Is Buddying-Up the Answer?

Higher education institutions in the United States face unprecedented challenges, including declining student enrollment, financial strain, and increasing costs. ​ Colleges and universities are exploring strategic alliances, partnerships, and mergers to overcome these obstacles and ensure their long-term viability. ​These collaborations offer a path forward by enhancing academic offerings, improving student outcomes, and increasing financial stability. A July 20, 2023, McKinsey article* describes the opportunities and challenges colleges and universities face when considering “buddying up” with a like-missioned peer. In this blog post, Steve Graham, from Triangle’s higher education practice group, builds on the McKinsey piece and explores the importance of partnerships and mergers in higher education and how they can help institutions navigate the changing landscape. ​

Declining Student Enrollment. ​ One of the most daunting challenges higher education faces is a decline in student enrollment. ​Over the past decade, there has been a significant decrease in first-time student enrollment in both private and public institutions. This decline, coupled with the impending demographic cliff, where enrollment is expected to contract even further, poses a serious threat to the financial viability of many institutions.

The Power of Partnerships.

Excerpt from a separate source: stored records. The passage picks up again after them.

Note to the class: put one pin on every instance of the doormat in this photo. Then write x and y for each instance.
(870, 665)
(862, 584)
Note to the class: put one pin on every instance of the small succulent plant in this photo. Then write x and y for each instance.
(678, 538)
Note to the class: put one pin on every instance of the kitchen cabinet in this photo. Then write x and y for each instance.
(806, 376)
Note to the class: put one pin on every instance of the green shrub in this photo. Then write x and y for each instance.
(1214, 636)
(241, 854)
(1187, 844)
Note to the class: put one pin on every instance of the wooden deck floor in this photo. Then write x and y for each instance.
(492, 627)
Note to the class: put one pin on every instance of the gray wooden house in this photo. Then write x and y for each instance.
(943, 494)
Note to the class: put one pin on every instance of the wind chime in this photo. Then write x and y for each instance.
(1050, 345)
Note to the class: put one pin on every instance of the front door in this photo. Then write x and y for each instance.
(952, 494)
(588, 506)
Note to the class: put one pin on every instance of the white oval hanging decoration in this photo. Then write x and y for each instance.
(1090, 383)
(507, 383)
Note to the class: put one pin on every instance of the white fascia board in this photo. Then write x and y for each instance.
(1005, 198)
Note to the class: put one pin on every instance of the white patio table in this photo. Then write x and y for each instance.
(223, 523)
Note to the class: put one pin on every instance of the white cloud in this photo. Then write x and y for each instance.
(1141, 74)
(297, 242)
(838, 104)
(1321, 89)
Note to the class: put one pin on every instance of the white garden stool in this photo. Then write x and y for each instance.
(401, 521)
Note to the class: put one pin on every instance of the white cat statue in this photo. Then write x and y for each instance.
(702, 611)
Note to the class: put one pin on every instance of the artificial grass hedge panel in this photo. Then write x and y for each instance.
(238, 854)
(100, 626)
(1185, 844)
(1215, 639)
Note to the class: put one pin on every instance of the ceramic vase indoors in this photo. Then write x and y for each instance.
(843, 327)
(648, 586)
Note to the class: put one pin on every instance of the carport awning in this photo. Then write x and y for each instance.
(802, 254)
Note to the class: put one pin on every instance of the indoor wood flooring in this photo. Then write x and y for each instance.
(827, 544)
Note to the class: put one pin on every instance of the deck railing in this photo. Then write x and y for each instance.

Institutions are increasingly turning to partnerships and alliances to address declining enrollment and financial pressures. ​These collaborations can take various forms, such as practice-sharing cohorts, program reciprocity, research collaborations, joint ventures, and integrated services consortiums. ​ Institutions can often expand academic opportunities, improve student experiences, and operate more efficiently through these partnerships than by going it alone. ​

Mergers and Acquisitions. ​ While partnerships offer valuable benefits, the most transformative opportunities often arise through mergers and acquisitions (M&A). ​ M&A activity in higher education has increased, with institutions leveraging this strategy to achieve complementary academic programming, expanded geographic presence, enhanced shared services, and improved student outcomes. ​ M&A can be a lifeline for struggling institutions, ensuring financial stability and expanding educational access. ​

Challenges and Considerations. While partnerships and M&A hold great potential, they are not without challenges. Misaligned objectives, inexperienced negotiators, insufficient due diligence, and complex stakeholder dynamics can hinder the success of any collaboration. However, institutions can increase their chances of success by defining clear goals, conducting thorough due diligence, and thoughtfully planning for implementation.

Conclusion. In the face of declining enrollment and financial strain, partnerships and mergers have emerged as powerful strategies for higher education institutions. ​ By leveraging these collaborations, institutions can enhance their academic offerings, improve student outcomes, and achieve financial stability. ​ However, careful planning, due diligence, and effective implementation are crucial for the success of these initiatives. As the higher education landscape continues to evolve, institutions must embrace innovative approaches to ensure their long-term viability and provide students with the best possible education.